We have been out in Stockholm enjoying yesterday and today – running errands, getting things taken care of, and so on. As a 50-year old hipster man zoomed by us on a long board in front of the most expensive department store in Sweden, we both laughed at the black and white differences between Hong Kong and Stockholm.
We went to a large playground on Södermalm, the epicenter of the cool and wannabe cool (and the “think they’re cool”). This is where trends are born in Sweden, and at first or second glance you could be amazed at the diversity in styles and appearance choices. But after a while, you see that everyone is so “different” that they are the same – after all, there is a set way to be different, you know. Anyway, we found ourselves feeling judged and analyzed by the other parents, probably because our son was not wearing pink or gender neutral enough clothing. Maybe because we did not look like we had never washed out clothes. Or maybe because we were all three playing together like a stereotypical family, and in Södermalm that is not cool. It was super strange. To be fair we did meet one nice family there.
Then of course we went to a few other parks in other parts of the city (Hammarby Sjöstad, Östermalm, another part of Södermalm, etc). These parks had a different vibe and were much more in line with our style of parenting and our family in general. There were a lot of people who are probably super nice, and there was no feeling of judgment.
The key differences for me are twofold. First, in Hong Kong, the playgrounds are clean. The ground underneath the equipment is covered with this soft padding stuff that if you fall means you will not get hurt as badly. A lot of the playground equipment is plastic. In Sweden, the equipment is rugged. Metal, wood, sand, stones, grass, mud. Oaaoohhaaa! (Sound of Vikings beating their chests). The kids will fall, they will get hurt, and they will be fine. For example today a 10-month-old started crying and when I looked over I saw that another child was pouring sand and little stones on his head. The moms had been busy talking and didn’t notice. This would never ever happen in Hong Kong for so many reasons.

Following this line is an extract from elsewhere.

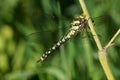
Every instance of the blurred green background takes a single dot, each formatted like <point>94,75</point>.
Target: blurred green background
<point>76,60</point>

The second reason things are different is the attitude of the parents at the playground. In Sweden I mentioned above a bit of the judgment we felt, but it is also just a little more isolated. Not much kid-to-kid interaction unless the kids or parents are friends. Basically it is “parent and child” isolation at the playground. In Hong Kong, the parents are a lot more open to interacting with other parents and kids, and seem to be more open to letting the kids become temporary playground friends with the other kids.
I should say that I am sure that as we get more used to things here, and we start going places regularly, we will surely fall right into place back here in Sweden. It won’t take long!